Prof. Dr. Nihat Öztoprak tarafından gerçekleştirilen Divan Sohbeti’nin konusu nükte üzerinde oldu. Tarihimizdeki şahsiyetlerin nasıl nükte yaptıklarını ve nüktenin bu zamana kadar geldiği noktayı ele aldı.
Prof. Dr. Nihat Öztoprak, sohbetine neden nükte kelimesinin kullanıldığını, nükte deyince ne anladığımız sorularına cevap vererek başladı. “Genç nesiller, nükteyi dillerinden kaldırıp bunun yerine ‘güldürü, espri, mizah’ kelimelerini kullanmaktadır. Ama mizah daha üst; nükteyi de içine alan ve daha geniş anlamları da ifade eden bir kelimedir. Şakayı, hicvi de içine alan geniş anlamlı bir sözdür mizah. Bazen nükte, hiciv yerine de kullanılıyor. Hâlbuki nükte ‘ince manalı söz’ demektir. Anlamı üzerinde düşünüldüğü zaman anlaşılandır. Hemen söylenir söylenmez anlaşılamayan ancak biraz kafa yorulduğu zaman anlaşılan bir sözdür ki; bu bazen bir kelime olur, bazen bir cümle olur. Birkaç nükte birlikte de olabilir. İçinde bir gizlilik, kapalılık, örtünme vardır. Eskiden nükte yerine ‘güldürme’ kelimesi de kullanılıyordu. Nüktede ise hem güldürme hem de düşündürme var. Diğerlerinde daha çok güldürme var. Nükte daha kapsamlıdır. Ayrıca nüktede güldürme ve düşündürmeyle birlikte, iğneleme vardır; dürtü, azarlama vardır. Ama bütün bunlarla birlikte nüktede karşı tarafı kırma yoktur, üzme yoktur. Karşı tarafı üzmeden varsa bir hatasını gösterme, onu kırmadan ona ders verme ya da onu güldürmedir nükte.
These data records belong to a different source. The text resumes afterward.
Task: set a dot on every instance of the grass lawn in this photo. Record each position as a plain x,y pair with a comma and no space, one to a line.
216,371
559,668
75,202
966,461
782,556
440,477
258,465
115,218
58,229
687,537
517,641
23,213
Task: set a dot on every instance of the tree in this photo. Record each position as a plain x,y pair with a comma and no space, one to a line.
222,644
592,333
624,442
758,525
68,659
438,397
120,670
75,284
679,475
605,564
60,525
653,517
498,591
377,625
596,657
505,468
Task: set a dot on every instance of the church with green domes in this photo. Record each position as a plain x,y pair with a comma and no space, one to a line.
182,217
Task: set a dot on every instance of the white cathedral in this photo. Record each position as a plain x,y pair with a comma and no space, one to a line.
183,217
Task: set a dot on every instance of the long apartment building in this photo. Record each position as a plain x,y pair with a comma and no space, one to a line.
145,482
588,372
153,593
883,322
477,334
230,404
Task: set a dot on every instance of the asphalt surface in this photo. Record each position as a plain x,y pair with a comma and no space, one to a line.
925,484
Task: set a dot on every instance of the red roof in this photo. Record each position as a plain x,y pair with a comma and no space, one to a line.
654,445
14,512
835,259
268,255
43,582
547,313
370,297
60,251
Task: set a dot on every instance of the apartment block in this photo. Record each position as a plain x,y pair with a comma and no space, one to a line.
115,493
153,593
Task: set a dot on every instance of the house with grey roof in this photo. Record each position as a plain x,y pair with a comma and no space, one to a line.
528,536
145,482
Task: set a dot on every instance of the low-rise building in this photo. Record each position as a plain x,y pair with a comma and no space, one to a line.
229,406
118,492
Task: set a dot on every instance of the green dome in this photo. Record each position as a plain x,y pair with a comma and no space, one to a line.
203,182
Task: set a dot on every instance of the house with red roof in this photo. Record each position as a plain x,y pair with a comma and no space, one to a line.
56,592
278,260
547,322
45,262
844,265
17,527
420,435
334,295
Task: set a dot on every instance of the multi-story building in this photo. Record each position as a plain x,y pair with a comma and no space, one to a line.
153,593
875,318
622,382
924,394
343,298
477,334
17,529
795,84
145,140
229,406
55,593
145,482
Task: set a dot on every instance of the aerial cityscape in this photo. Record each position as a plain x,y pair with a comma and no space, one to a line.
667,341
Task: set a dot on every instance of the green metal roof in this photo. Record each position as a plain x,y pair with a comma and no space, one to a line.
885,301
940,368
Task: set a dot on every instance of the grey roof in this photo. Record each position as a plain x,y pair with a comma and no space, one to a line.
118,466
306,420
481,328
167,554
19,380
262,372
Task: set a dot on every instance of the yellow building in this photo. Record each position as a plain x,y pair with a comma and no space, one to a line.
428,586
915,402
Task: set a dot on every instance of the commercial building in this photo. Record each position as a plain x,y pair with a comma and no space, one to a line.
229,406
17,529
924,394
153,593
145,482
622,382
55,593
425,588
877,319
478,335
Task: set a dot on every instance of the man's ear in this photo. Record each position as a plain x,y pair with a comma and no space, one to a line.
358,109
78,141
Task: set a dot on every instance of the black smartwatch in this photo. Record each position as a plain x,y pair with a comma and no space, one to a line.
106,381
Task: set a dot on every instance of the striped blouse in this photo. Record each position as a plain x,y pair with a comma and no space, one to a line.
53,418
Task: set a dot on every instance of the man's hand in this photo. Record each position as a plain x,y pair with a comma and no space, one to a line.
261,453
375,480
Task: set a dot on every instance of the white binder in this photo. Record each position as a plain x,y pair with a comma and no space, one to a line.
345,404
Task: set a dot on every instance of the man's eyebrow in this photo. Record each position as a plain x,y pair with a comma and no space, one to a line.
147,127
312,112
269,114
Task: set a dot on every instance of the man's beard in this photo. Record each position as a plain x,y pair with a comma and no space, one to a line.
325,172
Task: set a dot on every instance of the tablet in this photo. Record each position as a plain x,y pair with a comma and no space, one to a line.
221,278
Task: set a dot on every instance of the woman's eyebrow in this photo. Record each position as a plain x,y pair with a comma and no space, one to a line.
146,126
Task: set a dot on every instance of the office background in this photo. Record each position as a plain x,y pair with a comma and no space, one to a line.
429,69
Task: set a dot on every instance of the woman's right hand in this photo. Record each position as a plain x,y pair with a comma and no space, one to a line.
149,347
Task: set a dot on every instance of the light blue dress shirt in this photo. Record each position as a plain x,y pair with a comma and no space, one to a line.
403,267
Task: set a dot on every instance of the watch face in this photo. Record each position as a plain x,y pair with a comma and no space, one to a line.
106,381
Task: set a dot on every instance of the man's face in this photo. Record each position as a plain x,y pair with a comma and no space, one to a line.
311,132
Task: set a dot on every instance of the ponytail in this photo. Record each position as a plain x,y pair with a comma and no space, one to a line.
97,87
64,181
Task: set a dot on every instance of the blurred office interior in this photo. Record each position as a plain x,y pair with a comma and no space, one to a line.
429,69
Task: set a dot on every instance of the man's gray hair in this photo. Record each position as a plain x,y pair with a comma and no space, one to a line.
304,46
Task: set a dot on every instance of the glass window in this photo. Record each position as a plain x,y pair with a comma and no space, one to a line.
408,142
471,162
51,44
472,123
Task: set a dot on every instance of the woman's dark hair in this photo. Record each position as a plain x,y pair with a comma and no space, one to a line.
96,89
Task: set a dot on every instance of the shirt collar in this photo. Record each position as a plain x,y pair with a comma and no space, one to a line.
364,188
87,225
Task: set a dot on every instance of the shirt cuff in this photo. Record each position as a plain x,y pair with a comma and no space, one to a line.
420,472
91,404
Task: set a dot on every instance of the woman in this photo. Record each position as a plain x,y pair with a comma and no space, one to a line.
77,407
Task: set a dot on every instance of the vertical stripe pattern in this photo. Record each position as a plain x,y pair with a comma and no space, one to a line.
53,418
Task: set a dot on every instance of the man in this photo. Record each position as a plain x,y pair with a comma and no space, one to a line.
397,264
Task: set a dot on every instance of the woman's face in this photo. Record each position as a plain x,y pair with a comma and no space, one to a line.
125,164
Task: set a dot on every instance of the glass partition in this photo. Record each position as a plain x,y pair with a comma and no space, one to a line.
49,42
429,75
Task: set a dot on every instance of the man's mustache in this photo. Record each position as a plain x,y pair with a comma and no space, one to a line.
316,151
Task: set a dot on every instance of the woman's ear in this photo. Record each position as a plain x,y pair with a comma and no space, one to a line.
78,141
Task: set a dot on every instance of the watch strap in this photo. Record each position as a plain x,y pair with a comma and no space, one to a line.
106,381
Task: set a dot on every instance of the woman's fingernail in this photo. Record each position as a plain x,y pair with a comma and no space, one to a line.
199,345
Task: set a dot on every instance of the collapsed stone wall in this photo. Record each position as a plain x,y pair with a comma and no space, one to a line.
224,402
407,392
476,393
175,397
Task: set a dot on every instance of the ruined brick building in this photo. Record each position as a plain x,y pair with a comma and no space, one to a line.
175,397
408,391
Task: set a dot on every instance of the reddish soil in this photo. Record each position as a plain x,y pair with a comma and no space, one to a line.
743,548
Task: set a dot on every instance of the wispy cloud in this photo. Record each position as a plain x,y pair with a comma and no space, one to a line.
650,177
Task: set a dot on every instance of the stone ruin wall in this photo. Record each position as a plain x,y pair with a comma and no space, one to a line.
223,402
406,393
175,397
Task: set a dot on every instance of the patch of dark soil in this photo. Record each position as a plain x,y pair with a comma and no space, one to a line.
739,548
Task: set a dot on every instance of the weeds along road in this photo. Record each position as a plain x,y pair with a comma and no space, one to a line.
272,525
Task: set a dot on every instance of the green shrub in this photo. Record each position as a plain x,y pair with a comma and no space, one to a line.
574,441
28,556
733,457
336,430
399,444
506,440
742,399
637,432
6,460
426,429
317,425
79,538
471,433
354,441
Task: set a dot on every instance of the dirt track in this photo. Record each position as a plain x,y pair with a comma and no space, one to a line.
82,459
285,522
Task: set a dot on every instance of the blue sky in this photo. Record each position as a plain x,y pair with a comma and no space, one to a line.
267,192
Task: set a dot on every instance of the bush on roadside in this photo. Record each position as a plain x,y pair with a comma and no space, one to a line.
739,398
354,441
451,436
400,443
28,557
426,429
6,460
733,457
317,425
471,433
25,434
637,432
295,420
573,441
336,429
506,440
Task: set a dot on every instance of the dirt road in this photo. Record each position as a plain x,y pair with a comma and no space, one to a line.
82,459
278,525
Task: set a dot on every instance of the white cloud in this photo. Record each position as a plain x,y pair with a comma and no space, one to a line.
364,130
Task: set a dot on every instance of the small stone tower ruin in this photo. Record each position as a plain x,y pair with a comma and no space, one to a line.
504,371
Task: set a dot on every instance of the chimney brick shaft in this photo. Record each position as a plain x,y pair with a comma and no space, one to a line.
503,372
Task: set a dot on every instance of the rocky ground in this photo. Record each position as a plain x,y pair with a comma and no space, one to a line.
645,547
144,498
Bizim milletimizin yapısında da bu dediğimiz hasletler vardır. Yani insanları kırmadan hatalarını ifade etmek vardır. Araya kırgınlık sokmadan insanlara böyle sözlerle nükte yapmaktır esas olan. Bizim şaka anlayışımız da farklıdır. Bizim şakalarımızda, nüktelerde el kol hareketleri, işaretler kaba bulunmaktadır ve ikaz etmeye başlarız, yaptığın doğru bir şey değil, diye. Batı’da el kol hareketleri yapılır; itme kakma işaretlerle vs. şaka yapılır. Bizde de bunlar denendi ama tutmadı. Söze dayalı espriler tutmaya başladı. Bunun için Talk Show vb. şeyler hala devam ediyor. Çünkü daha çok sözlerden oluşmaktadır. Fiiller de mevcuttur elbette. Ama daha çok bir ya da iki odanın içerisinde gerçekleştirilmektedir, aynı bizim meddahlıkta olduğu gibi. Batılılarda renk cümbüşü hâkimdir her şeylerinde, birçok renk kullanmaktadırlar. Bizde ise öyle değildir. Bakınız camilerimize, sadelik hâkimdir. Bir dönem ince taş işlemeciliğini denemişiz ama tekrardan sadeliğe dönmüşüz. Bizim milletimiz kayda almamakta, bu bizim için eksiktir. Bir yazılsa ileride okunduğun da çok dikkat çekecek ve hoşa gidecek yazılar olacaktır. Öztoprak ‘Ama yazmıyoruz yazmayı sevmiyoruz’ diyerek yazılı olan birkaç nükte örneğini anlatarak sohbetini sonlandırdı.”